" La pierre précieuse, voire de grand prix aux yeux de certains, qu'est l'émeraude, se voit insultée par un morceau de verre habilement truqué, s'il ne se rencontre personne qui soit capable de procéder à un examen et de démasquer la faute. Et lorsque de l'airain a été mêlé à l'argent, qui donc, s'il n'est connaisseur, pourra aisément le vérifier ? "(Saint Irénée, Contre les hérésies)


dimanche 5 août 2012

L'évolutionnisme et ses théories ...

Qui ignore encore l'extraordinaire diversité de la vie sur la terre ? De nombreux travaux ont été menés pour identifier et classer les organismes et les répartir en différentes catégories. Qui ignore aussi l'aspect périssable des organismes vivants ? Aucun être vivant ne peut échapper à la mort. Depuis sa naissance, il ne cesse de changer pour connaître une fin, plus ou moins rapide. La variété et la temporalité sont donc deux caractères fondamentaux de la nature...

Jusqu'au XVIIème siècle, toutes les théories scientifiques ont souligné la permanence dans la diversité, la temporalité n'affectant que les êtres vivants en eux-mêmes. Ces théories sont dites fixistes : les espèces auxquelles appartiennent les organismes vivants sont stables dans le temps. Aujourd'hui, une autre conception domine l'ensemble des sciences de la nature : l'évolutionnisme. Selon les théories d'évolution, les espèces elles-mêmes évoluent dans le temps. Elles expliquent la diversité par la temporalité. Le darwinisme est une de ces théories, aujourd'hui dépassée ; d'autres l'ont succédée, dont la théorie synthétique de l'évolution. 


Les précurseurs de l'évolutionnisme...

Au XVIIIème siècle, deux sciences se développent de manière extraordinaire et apportent une nouvelle connaissance de la nature : le naturalisme, qui par leurs classifications de plus en plus précises, améliore considérablement la connaissance des êtres vivants, et la géologie, qui découvre l'alternance des diverses couches géologiques et finalement le rôle du temps dans la formation de la terre. A partir de ces sciences, Buffon (1707-1788) relie l'idée de la diversité des êtres vivants et leur classification, à la notion d'un temps très long. Il explique cette diversité par ce temps « très long ». S'il est partisan d'une mutabilité dans la nature, il s'oppose à celle des espèces.

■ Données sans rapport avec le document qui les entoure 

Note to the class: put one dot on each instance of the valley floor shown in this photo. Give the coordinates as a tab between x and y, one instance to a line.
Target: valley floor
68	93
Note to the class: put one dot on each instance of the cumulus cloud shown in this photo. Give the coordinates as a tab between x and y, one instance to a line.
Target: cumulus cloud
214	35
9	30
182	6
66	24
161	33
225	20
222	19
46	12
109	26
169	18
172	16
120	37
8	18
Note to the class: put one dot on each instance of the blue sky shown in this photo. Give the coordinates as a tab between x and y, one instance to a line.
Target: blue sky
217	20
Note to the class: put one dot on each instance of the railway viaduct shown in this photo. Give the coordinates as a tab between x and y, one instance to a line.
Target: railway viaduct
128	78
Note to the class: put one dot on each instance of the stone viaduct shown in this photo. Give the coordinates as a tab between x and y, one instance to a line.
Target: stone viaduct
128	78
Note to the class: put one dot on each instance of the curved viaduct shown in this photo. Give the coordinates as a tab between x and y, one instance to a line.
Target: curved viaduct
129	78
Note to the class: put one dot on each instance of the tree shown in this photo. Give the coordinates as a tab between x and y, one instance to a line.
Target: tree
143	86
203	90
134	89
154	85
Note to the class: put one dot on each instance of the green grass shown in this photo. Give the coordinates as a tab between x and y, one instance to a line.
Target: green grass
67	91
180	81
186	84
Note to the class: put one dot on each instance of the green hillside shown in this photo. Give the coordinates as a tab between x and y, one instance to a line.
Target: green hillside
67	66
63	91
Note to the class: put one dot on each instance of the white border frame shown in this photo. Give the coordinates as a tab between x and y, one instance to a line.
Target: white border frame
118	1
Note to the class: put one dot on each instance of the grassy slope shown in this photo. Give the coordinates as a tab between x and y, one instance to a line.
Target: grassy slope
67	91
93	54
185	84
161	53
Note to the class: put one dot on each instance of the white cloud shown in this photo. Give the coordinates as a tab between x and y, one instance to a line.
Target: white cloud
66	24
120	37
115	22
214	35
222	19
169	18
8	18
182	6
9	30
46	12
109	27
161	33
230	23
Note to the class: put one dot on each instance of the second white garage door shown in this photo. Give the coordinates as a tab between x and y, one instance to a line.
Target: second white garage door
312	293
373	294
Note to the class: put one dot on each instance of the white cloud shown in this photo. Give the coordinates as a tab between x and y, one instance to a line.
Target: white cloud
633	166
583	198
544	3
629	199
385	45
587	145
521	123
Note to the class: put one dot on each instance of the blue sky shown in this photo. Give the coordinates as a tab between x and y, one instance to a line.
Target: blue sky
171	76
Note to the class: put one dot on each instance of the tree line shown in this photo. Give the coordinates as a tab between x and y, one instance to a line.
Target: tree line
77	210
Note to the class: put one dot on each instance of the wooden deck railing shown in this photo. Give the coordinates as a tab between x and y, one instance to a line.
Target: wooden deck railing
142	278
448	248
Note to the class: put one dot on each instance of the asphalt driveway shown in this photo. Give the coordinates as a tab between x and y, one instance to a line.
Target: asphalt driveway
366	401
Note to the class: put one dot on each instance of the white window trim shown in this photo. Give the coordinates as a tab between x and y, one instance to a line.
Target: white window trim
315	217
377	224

Pierre Louis Moreau de Maupertuis (1698-1759) semble y croire au point que l'idée d'une origine unique des formes vivantes traverse un de ses ouvrage, l'Essai sur la formation des corps organisé (1749).

Plus tard, vers 1796, Erasmus Darwin (1794-1829), le grand-père de Charles Darwin, présente, dans Zoomania, « une théorie assez complète de la formation graduelle et du perfectionnement du règne animal » (1). Ils donnent trois facteurs responsables des transformations des êtres vivants de génération en génération : le besoin sexuel, qui aurait favorisé les plus forts, le besoin de nourriture, qui auraient poussé les animaux à se modifier, et le besoin de sécurité, qui auraient aussi façonné les organismes pour les rendre plus aptes à fuir. Ces changements se seraient effectués sur des millions d'années.

Le transformisme...

Au XIXème siècle, une théorie plus sérieuse connaît véritablement le succès, celle du transformisme. Elle est exposée par Jean-Baptiste Pierre Antoine de Monet, chevalier Lamarck (1744-1829), dans sa Philosophie zoologique, publiée en 1809 : les organismes ne cessent de se transformer lentement vers une perfection toujours plus grande. Sous l'effet de dynamique interne, l'organisme vivant se complexifie par l'acquisition de nouveaux organes ou par de nouvelles fonctions plus éminentes. Sous l'effet de leur milieu, les êtres vivants modifient leur comportement ou leurs organes pour répondre à leurs besoins et finissent par se diversifier en de nombreuses espèces.

Fondateur de la biologie, Lamarck cherche à développer une théorie physique des vivants, sensée expliquer les êtres vivants en tant que phénomènes physiques. Il en vient alors à expliquer l'origine de la vie et la structure de l'être vivant. Sous l'effet de contraintes extérieures, la matière s'organise elle-même et engendre elle-même les conditions propres à son développement interne. Elle s'adapte finalement à son environnement. « Tout ce qui a été acquis, tracé ou changé dans l'organisation des individus pendant le cours de leur vie, est conservé par la génération, et transmis aux nouveaux individus qui proviennent de ceux qui ont éprouvé ces changements. Cette loi, sans laquelle la nature n'eût jamais pu diversifier les animaux, comme elle l'a fait, et établir parmi eux une progression dans la composition de leur organisation et dans leurs facultés, est exprimée ainsi dans ma Philosophie zoologique » (2). Il explique l'origine de la vie par la génération spontanée de forme de vie très simple, elle-même le produit naturel des lois physiques. A partir de cette origine, d'autres formes plus complexes peuvent apparaître selon un processus extrêmement long.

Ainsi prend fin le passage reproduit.